User control with base class cannot be viewed in designer

  • Thread starter ....DotNet4Ever....
  • Start date
D

....DotNet4Ever....

I am trying to develop several windows forms user controls for my
application, therefore all of these inherit from
System.Windows.Forms.UserControl as I drop them from the toolbox into the
design surface. I created the user control on the design surface and added
the other winform controls that are grouped into that user control. At this
point it shows fine in the designer. At this point I have

// SomeCompositeControl.cs
public partial class SomeCompositeControl : System.Windows.Forms.UserControl
{
}

// SomeCompositeControl.Designer.cs
public partial class SomeCompositeControl
{
private System.ComponentMode.IContainer components = null;
:
}


Well, In all my winforms and user controls I follow the same pattern. For
that reason I wanted to create an abstract base class for my user control (I
named it MementoUserControlBase):

public abstract class MementoUserControlBase :
System.Windows.Forms.UserControl
{
:
}

and then my user control would be:

// SomeCompositeControl.cs
public partial class SomeCompositeControl : MementoUserControlBase
{
}

// SomeCompositeControl.Designer.cs
public partial class SomeCompositeControl
{
private System.ComponentMode.IContainer components = null;
:
}

The problem is the moment I use the custom base class approach then when I
open my control designer surface rather than being greeted by my carefully
arranged custom user control I get:

"The designer could not be shown for this file because none of the classes
within it can be designed. The
designer inpsected the following classes in the file:
SomeCompositeControl -- the base class 'MementoUserControlBase' could not
be loaded. Ensure the asembly has been referenced and that all projects have
been built"

Both the user control (SomeCompositeControl) and the base class
(MementoUserControlBase) build properly and are in the same project. The
entire project builds without errors.

So, what is wrong here? what sort of weird designer intricacy am I missing?

Emilio
 
A

Armin Zingler

.....DotNet4Ever.... said:
The problem is the moment I use the custom base class approach then
when I open my control designer surface rather than being greeted by
my carefully arranged custom user control I get:

"The designer could not be shown for this file because none of the
classes within it can be designed. The
designer inpsected the following classes in the file:
SomeCompositeControl -- the base class 'MementoUserControlBase' could not
be loaded. Ensure the asembly has been referenced and that
all projects have been built"

Both the user control (SomeCompositeControl) and the base class
(MementoUserControlBase) build properly and are in the same project.
The entire project builds without errors.
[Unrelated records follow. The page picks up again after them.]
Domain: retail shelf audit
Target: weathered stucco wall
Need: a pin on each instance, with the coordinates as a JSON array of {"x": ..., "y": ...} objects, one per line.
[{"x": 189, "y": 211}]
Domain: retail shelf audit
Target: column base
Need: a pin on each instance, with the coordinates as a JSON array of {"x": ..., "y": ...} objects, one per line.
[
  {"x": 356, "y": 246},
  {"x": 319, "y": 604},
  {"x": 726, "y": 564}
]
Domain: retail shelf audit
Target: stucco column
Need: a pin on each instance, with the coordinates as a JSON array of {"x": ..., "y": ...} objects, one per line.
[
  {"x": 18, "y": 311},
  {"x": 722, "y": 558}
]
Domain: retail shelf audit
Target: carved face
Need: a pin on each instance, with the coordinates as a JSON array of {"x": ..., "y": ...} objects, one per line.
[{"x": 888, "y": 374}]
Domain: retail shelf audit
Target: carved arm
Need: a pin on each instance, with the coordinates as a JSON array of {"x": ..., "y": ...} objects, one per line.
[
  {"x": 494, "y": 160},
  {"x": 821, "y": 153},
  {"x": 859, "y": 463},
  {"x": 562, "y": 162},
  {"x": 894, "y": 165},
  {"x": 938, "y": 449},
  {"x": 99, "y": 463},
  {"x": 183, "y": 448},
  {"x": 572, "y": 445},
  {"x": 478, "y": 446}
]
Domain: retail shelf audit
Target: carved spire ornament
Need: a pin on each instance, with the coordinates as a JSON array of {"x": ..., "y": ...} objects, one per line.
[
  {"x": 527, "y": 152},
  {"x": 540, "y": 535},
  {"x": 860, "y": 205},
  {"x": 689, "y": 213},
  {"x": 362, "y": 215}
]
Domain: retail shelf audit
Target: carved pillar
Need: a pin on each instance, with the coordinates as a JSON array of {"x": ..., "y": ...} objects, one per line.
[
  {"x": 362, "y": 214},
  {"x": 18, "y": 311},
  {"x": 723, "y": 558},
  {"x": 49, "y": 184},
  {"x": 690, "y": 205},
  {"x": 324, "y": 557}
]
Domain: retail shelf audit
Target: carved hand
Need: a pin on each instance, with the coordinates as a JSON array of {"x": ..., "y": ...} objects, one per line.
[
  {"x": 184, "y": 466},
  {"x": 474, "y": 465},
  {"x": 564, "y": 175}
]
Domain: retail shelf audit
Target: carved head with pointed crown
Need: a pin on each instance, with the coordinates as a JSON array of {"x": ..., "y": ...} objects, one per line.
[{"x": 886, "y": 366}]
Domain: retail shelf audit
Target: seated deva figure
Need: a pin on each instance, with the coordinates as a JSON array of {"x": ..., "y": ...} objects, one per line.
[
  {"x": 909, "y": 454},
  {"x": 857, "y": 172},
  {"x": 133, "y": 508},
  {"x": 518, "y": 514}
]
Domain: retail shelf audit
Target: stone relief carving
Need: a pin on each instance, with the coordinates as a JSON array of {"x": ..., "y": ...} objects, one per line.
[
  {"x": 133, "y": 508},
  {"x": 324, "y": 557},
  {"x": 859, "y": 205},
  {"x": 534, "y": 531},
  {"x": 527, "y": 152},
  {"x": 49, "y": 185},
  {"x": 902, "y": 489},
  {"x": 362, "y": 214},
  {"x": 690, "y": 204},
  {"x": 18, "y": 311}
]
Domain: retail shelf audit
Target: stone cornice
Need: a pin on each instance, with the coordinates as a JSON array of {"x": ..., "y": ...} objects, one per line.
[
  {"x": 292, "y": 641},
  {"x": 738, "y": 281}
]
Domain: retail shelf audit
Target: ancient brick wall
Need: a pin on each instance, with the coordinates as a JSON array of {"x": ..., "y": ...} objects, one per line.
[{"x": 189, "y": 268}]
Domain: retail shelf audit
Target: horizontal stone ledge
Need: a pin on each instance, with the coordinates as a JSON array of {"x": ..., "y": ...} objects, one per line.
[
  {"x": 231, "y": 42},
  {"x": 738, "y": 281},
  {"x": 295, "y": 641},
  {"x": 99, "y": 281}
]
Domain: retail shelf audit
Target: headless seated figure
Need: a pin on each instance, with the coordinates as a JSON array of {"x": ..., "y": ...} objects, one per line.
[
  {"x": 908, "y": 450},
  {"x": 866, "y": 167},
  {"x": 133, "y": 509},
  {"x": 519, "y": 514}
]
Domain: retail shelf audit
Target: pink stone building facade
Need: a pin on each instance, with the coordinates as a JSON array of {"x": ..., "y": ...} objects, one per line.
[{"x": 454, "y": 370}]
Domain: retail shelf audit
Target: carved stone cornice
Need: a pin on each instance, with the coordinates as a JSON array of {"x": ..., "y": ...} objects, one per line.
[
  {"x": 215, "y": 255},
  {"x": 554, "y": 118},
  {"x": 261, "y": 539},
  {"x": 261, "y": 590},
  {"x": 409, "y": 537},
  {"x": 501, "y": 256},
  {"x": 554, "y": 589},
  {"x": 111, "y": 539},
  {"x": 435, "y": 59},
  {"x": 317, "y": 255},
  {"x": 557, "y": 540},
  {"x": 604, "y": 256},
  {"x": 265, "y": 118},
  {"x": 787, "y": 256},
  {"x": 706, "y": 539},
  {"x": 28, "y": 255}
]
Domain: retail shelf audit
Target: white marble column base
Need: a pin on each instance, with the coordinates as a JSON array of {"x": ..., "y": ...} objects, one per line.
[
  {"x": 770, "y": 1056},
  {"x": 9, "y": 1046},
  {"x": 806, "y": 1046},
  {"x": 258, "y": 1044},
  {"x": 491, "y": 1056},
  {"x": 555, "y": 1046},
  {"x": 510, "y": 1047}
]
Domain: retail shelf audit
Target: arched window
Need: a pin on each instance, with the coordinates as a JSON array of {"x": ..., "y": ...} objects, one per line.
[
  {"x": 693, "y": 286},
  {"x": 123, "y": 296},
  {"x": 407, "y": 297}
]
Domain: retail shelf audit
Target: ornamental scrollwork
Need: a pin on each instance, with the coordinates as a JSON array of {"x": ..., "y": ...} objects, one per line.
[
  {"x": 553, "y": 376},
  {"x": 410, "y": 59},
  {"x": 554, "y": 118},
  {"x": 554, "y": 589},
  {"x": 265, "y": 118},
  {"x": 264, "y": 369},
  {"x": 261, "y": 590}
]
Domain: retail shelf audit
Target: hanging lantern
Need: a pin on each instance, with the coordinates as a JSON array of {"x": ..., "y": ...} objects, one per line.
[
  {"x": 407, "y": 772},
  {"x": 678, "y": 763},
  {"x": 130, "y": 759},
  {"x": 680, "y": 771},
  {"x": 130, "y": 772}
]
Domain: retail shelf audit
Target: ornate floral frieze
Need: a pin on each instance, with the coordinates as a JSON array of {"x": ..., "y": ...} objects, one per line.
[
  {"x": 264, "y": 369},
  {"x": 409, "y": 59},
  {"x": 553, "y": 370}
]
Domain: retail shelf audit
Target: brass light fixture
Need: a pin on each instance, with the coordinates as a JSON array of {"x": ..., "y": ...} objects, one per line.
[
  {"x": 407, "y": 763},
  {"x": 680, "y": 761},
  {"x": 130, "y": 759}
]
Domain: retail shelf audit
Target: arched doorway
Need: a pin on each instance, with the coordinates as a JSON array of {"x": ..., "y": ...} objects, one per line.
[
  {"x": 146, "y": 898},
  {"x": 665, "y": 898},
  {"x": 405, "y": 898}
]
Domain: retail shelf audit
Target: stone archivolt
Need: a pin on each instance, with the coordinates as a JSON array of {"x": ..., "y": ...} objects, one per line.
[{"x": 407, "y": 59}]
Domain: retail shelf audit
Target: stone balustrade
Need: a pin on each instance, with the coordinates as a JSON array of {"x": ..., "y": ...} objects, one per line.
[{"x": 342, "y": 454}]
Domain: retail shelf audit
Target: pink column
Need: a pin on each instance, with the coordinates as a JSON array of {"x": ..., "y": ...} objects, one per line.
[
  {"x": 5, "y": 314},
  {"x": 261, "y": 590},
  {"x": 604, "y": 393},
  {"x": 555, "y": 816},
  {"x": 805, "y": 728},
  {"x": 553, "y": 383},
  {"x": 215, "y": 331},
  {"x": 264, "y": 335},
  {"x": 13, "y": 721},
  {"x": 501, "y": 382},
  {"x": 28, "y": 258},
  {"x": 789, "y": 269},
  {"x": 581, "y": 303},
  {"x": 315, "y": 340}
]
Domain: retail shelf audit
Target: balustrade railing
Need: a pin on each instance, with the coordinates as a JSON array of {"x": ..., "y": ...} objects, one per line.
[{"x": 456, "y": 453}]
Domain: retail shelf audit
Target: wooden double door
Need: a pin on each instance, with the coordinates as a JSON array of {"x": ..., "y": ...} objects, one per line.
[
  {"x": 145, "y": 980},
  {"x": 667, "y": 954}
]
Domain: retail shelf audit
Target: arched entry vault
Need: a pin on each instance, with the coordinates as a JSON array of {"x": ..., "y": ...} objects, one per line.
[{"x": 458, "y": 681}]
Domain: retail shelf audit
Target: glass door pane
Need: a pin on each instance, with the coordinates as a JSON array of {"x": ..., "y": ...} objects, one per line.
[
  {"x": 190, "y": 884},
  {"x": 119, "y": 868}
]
So, what is wrong here? what sort of weird designer intricacy am I
missing?

Nothing is wrong. The designer displays an instance of the base class of the
class to be designed. As the base class is abstract, it is not possible.

You can only make the base class not abstract.


Armin
 
J

Jack Jackson

This is a limitation of the designer. It needs to instantiate the
base class of the class you are designing. Since the base class is
abstract, it can't.
 
D

....DotNet4Ever....

A further problem was that the base class is generic and the designer just
craps out if the base class is generic. I did find a solution for that
though, and that is to create a specific class that just inherits from the
base generic class and then use this specific class (i.e. no generic
parameters) as the base of the control.